Full-bandwidth Eliashberg theory of superconductivity beyond Migdal's approximation

TL;DR

This paper numerically solves the full-bandwidth, anisotropic Eliashberg equations including vertex corrections to better understand non-adiabatic effects on superconductivity, revealing their variable impact depending on system parameters.

Contribution

It introduces a fully numerical solution of non-adiabatic Eliashberg equations with vertex corrections for a one-band system, surpassing previous approximations.

Findings

Non-adiabatic effects on the superconducting gap vary with system parameters.

Vertex corrections can positively, negatively, or negligibly influence superconductivity.

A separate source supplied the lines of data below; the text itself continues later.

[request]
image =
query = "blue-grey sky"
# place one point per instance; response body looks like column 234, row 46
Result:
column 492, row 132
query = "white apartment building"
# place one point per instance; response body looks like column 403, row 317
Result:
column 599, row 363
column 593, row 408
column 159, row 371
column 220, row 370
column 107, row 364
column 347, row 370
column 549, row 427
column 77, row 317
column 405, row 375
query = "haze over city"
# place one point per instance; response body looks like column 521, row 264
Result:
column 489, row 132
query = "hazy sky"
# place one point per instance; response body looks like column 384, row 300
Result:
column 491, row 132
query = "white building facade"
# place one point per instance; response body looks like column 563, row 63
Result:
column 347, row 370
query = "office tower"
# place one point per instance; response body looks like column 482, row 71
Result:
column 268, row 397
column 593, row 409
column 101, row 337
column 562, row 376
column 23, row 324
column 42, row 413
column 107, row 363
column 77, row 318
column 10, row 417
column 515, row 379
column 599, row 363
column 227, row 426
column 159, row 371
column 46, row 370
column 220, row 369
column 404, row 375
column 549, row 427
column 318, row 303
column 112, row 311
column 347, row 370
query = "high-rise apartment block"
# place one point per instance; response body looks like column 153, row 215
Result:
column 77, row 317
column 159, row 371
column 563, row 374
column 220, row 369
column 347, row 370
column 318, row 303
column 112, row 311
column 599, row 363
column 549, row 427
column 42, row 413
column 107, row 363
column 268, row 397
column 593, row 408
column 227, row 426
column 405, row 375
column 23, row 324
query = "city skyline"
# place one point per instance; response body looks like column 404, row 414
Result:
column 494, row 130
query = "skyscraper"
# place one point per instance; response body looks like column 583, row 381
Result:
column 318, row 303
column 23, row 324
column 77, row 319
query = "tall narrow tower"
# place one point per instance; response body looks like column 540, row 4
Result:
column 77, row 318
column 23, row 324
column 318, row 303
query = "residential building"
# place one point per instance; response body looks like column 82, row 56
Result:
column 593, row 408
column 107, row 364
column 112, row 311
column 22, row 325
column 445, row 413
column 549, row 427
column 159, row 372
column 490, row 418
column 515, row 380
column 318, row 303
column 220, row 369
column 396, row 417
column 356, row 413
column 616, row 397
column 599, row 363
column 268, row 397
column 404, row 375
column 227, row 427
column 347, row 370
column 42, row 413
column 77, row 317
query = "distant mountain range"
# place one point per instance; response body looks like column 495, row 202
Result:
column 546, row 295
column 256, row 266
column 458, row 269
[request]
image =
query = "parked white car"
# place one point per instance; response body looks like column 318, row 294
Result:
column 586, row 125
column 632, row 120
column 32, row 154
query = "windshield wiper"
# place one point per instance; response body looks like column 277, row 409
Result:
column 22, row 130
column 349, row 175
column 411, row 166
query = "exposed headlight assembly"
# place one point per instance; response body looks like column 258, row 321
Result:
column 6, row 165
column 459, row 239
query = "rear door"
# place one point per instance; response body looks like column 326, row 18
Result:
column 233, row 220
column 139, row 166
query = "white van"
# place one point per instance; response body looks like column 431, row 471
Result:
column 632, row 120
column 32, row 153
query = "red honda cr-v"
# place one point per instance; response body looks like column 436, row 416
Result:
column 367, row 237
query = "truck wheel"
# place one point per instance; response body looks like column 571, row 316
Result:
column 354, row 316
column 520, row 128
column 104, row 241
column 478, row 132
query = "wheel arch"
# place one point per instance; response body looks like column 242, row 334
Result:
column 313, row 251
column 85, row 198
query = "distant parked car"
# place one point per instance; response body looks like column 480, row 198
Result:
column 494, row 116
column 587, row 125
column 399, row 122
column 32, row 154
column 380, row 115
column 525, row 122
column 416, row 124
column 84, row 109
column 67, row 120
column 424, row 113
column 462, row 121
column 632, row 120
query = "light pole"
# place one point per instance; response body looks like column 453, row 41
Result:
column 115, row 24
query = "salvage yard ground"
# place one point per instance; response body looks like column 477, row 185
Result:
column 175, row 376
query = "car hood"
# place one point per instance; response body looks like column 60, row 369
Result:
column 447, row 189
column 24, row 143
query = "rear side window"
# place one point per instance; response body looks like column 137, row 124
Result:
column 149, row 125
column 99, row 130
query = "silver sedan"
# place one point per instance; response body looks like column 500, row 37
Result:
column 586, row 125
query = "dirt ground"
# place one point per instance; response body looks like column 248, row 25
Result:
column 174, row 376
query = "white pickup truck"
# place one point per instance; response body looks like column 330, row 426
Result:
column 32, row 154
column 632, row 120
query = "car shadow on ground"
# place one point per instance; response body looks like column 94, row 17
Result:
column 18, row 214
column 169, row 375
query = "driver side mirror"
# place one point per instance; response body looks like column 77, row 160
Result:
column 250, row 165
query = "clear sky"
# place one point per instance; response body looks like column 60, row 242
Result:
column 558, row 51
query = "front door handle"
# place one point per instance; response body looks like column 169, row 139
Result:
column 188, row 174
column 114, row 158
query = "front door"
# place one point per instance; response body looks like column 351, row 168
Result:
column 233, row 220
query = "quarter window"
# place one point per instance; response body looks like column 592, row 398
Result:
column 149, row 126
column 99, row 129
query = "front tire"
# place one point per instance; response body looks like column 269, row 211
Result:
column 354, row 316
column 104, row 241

The study highlights the importance of beyond-approximation methods for accurate superconductivity modeling.

Abstract

We solve the anisotropic, full-bandwidth and non-adiabatic Eliashberg equations for phonon-mediated superconductivity by fully including the first vertex correction in the electronic self-energy. The non-adiabatic equations are solved numerically here without further approximations, for a one-band model system. We compare the results to those that we obtain by adiabatic full-bandwidth, as well as Fermi-surface restricted Eliashberg-theory calculations. We find that non-adiabatic contributions to the superconducting gap can be positive, negative or negligible, depending on the dimensionality of the considered system, the degree of non-adiabaticity, and the coupling strength. We further examine non-adiabatic effects on the transition temperature and the electron-phonon coupling constant. Our treatment emphasizes the importance of overcoming previously employed approximations in estimating the impact of vertex corrections on superconductivity and opens a pathway to systematically study vertex correction effects in systems such as high-$T_c$, flat band and low-carrier density superconductors.